Recent studies demonstrate that the activation of the NRG1 (neuregulin 1) - ERBB4 (v-erb-b2 avian erythroblastic leukemia viral oncogene homolog 4) pathway can enhance pro-survival signaling, stimulate mature cardiomyocyte cell cycle re-entry and cell division. In this study, I aimed to determine whether activating NRG1-ERBB4 in MSCs can enhance their cardioprotective effects following myocardial infarction.
In chapter 3, I determined that MSC endogenously expresses NRG1, but not ERBB4. Considering the absence of ERBB4 in the MSCs might lead to mute response to its ligand NRG1, I exogenously manipulated ERBB4 into MSCs.
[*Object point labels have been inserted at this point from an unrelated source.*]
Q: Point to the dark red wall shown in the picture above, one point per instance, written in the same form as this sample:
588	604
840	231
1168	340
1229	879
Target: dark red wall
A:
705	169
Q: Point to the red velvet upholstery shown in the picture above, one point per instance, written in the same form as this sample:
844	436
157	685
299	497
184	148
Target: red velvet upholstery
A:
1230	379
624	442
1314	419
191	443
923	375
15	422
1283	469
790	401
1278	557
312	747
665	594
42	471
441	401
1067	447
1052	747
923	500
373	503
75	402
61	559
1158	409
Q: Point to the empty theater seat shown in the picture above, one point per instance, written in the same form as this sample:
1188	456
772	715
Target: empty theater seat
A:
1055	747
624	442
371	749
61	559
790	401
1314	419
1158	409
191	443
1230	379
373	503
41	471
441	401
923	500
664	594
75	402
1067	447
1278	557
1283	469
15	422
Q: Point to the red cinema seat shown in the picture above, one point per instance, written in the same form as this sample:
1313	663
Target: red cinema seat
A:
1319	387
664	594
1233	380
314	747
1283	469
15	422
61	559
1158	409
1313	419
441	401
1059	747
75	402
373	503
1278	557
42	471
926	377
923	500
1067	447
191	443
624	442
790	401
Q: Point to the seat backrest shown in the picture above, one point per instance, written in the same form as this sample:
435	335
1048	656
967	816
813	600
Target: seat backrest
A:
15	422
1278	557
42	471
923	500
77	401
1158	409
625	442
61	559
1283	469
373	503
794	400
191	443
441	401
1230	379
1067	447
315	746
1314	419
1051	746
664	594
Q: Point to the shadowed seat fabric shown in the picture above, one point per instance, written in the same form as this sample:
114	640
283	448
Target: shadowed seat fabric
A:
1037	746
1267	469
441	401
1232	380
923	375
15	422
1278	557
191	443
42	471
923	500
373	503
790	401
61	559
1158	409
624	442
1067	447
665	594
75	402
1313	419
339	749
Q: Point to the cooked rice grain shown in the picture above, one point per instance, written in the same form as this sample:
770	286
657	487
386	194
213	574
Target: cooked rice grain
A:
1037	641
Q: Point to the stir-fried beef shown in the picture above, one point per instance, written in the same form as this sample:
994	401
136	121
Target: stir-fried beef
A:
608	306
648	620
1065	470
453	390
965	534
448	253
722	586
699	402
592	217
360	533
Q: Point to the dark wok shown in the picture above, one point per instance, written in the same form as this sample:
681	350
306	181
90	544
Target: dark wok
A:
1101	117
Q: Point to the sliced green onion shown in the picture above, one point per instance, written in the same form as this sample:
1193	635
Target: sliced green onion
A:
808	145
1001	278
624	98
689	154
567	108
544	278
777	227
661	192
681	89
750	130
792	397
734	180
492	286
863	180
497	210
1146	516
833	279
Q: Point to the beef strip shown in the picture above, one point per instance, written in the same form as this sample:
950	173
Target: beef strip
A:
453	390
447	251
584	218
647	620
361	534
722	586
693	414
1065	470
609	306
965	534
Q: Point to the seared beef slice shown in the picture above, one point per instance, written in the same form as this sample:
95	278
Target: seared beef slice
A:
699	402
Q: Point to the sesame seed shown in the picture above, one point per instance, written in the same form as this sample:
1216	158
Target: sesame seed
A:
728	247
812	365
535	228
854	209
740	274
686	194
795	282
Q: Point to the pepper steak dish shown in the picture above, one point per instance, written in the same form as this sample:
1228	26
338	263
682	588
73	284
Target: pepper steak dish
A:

In chapter 4, MSCs, with or without ERBB4 overexpression were transplanted into mice following myocardial infarction. The transplantation of MSCs with ERBB4 expression considerably improved left ventricular ejection fraction and reduced infarctsize, compared to unmodified MSCs and direct NRG1 injection. ERBB4 overexpression induced greater MSC survival following infarction. The transduction of ERBB4 in MSCs increased cell mobility and apoptotic resistance via a PI3K/Akt pathway under hypoxic conditions in the presence of NRG1. The transplantation of MSCs with ERBB4 expression induced cardiomyocyte division and protected them against apoptosis during early phase of infarction.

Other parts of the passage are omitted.